The Dallas connection was, Church noted, an important element of the script. “Tracy…lived in Dallas for awhile,” he said. “And the origins of the story are absolutely from Dallas. I think he did live in a very bad hotel or motel over on Harry Hines. And trust me, whenever we went to the locations in New Orleans—and I lived in Dallas for a number of years, and in Fort Worth—and Billy would ask, ‘What do you think?’ I’d go, ‘There’s plenty of places like this on the real Harry Hines, trust me.’ I know…they’re trying to rebuild and renovate, but Harry Hines was a pretty desperate spur when I was roaming Dallas in the eighties.”

Church had attended a screening of the film, sponsored by the Dallas Film Institute, the previous evening—the first time he’d seen it with an audience—and said, “It was very, very revitalizing to see [the audience] react the way they did.”
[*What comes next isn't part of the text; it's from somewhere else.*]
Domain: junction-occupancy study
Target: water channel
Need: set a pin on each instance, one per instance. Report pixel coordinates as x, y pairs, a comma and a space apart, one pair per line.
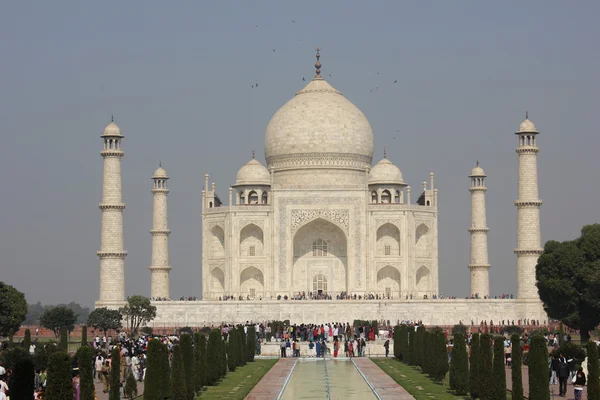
326, 379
He added, “I had really hoped we were going to get to shoot here. My parents live outside of Denton, and I have a brother that lives in Dallas. But it’s always about the filthy lucre. Texas just doesn’t compete with a lot of the other states” in providing subsidies for local productions. While in Austin, he recalled, he visited legislators and “spent twenty minutes filibustering about how non-competitive Texas is, with so many other places in the United States and Canada. It’s particularly lamentable for me, a Texan, that a movie that’s set in Texas, that could easily have been shot in Dallas, we ended up having to shoot in New Orleans. I have family here—I have two sisters that live in Austin, and I live between Kerrville and Uvalde. I would have loved to work in Dallas.”